This is my annual futile attempt to propose to the NFL that it is time to consider reseeding the playoffs once the teams have been established.
How Billick would reseed playoffs
Teams would get in by winning the division and there would be two wild cards, exactly like it is now. Once the playoff field is set, the six teams in each conference already in the field are then seeded based on overall record. So, theoretically, a 10-6 division winner could be a No. 5 seed, and an 11-5 wild-card team could be a No. 4 seed.
The argument for the current system seems to be a singular one -- that there needs to be a substantial incentive to win a division, thus guaranteeing at least one home game. The fear is that winning a division will diminish in importance if that carrot is removed.
Really? A pass into the playoffs where everyone is alive isn't enough incentive to put your best effort out there? The opposite is true. If the playoffs were reseeded, you would see an additional two or three games, going into the last weekend, have more meaning.
Case in point are the Houston Texans. At 10-5, they are guaranteed the No. 3 seed regardless of what transpires this weekend against the Titans.

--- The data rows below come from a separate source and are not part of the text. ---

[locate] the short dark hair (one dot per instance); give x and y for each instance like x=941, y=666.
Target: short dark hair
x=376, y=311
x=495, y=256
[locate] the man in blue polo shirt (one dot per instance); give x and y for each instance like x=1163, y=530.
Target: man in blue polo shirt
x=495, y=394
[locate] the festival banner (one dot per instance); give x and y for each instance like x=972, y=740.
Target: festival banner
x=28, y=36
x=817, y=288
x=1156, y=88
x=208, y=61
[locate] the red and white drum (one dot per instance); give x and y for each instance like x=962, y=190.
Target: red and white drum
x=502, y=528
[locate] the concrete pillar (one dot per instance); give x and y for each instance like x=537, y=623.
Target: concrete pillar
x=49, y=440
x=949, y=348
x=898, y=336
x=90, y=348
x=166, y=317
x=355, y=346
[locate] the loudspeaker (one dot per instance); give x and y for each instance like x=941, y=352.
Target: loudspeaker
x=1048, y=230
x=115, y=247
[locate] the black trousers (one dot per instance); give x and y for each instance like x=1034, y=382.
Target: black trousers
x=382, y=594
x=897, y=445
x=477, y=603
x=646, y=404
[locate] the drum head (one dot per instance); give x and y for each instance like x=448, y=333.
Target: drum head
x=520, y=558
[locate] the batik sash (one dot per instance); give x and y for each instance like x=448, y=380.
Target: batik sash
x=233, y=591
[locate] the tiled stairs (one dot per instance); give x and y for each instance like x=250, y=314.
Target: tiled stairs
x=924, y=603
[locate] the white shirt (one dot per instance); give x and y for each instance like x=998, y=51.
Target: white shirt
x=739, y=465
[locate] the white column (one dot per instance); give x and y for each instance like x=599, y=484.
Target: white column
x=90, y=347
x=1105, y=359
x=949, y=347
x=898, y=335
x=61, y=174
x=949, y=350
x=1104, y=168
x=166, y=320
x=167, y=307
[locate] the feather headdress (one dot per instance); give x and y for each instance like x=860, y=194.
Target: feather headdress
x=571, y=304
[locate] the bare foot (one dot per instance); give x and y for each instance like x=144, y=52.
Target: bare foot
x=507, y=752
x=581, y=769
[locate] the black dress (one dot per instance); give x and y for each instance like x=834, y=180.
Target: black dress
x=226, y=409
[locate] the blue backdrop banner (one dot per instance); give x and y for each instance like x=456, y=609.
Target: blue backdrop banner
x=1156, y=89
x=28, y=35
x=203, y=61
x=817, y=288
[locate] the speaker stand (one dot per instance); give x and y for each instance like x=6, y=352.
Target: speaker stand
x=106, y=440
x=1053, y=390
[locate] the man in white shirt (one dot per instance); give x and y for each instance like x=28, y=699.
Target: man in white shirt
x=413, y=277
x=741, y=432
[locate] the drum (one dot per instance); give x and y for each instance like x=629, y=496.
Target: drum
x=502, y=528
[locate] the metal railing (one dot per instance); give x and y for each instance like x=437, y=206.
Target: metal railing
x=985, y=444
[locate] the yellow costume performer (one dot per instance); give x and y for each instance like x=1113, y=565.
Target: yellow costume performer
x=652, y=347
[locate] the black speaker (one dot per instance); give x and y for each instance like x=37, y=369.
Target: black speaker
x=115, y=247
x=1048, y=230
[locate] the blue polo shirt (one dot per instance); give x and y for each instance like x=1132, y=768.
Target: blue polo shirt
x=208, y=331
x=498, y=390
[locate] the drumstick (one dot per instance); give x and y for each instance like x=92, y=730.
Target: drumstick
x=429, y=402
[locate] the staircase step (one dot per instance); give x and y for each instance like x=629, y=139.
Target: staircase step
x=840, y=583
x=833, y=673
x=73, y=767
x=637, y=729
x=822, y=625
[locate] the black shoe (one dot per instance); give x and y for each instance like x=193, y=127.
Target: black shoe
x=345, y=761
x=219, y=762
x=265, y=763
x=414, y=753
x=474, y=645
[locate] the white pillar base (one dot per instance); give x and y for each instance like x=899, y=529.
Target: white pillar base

In addition, the Titans have a not-so-unrealistic chance of grabbing a wild-card spot with a win. If I am the Oakland Raiders or the New York Jets, who both need the Titans to lose to have a shot at the postseason, it just doesn't seem right that they are playing a team that has no vested interest in winning the game.
In both conferences, the No. 4 seed is either going to be 8-8 or 9-7, whether it's Denver or Oakland in the AFC or Dallas or the N.Y. Giants in the NFC. In both cases, they will be hosting the fifth seed, who will have a better record. Either Detroit will be 11-5 or 10-6, and Atlanta will be 10-6. In the AFC, an 11-5 or 12-4 Pittsburgh Steelers team will go to the winner of the AFC West or the 11-5 Baltimore Ravens will.
The value of divisional wins has already been diminished with the possibility of an 0-6 divisional team sweeping the remaining 10 games and going 10-6. Last year the Kansas City Chiefs won the division at 10-6, but only went 2-4 in the AFC West.
Of course the poster child for those who say the division winner should get a home playoff game was the 2010 Seattle Seahawks, who won the anemic NFC West with a 7-9 record. The 11-5 New Orleans Saints had to go on the road to Seattle and promptly lost 41-36 to the Seahawks. No one is arguing that in today's NFL any team can't beat any other team on any given day. It still does not justify that a team with a lesser record should get a home playoff game.
The NFL has done a tremendous job of pushing divisional games to the back of the schedule forcing teams to win within the division to claim the crown or make the playoffs. Going into last week's games, 22 teams still had a chance at the playoffs. I am not suggesting that if the league goes to this format that they can push those kinds of numbers to the last game of the season, but they would certainly increase substantially the number of games that would have real meaning and create more competitive games in the final week of the season. There are only 16 games in a season, and it should be the goal to make as many of them as possible have real meaning.